In this course, we will begin with an overview of the growing field of cancer modeling, surveying the broad number of mathematical techniques that have been taken to attacking this large and complex problem.  We will then focus on specific models of cancer at the cellular level that include immune system responses, chemotherapy and immunotherapy.  Model dynamics will be explored through bifurcation analysis techniques and numberical experiments.  We will then introduce the calculus of variations and the mathematical theory of optimal control, which will be applied to these cancer models to determine theoretically improved treatment protocols.
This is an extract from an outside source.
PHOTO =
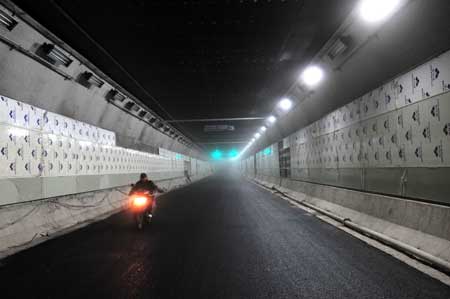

3.  Special Supplementary Course:  The Mathematics of Phylogenetic Trees

Elizabeth S. Allman, University of Southern Maine, and John A. Rhodes, Bates College

Until recently, the inference of the evolutionary history of currently living species was based primarily on painstaking studies of their morphological similarities, together with comparison to the fossil record.  Now a vast new source of evolutionary data is available through genetic sequencing.  While similarities in DNA sequences among species suggest close ancestoral relationships and differences suggest greater evolutionary divergence, how to infer an entire evolutionary tree from biological sequences is a rich mathematical question.

This course begins with an overview of the sorts of biological questions of interest, and a look at thenature of biological sequence data.  We then develop several of the modern approaches to sequence-based phylogenetics, focusing on the modeling of the process of molecular evolution along a tree.  Shortcomings of the various methods and models, both theoretical and practical, will be used to motivate new ones.

Necessary mathematical and biological background will be kept minimal: basic probability and linear algebra are helpful but can be picked up along the way.  The course will also include elements of combinatorics, algorithmics, Markov models and statistics, as well as hands-on computer work with real and simulated data.


 

The Undergraduate Summer School is supported in part by the National Security Agency and in part by the National Science Foundation grant no. 0437137.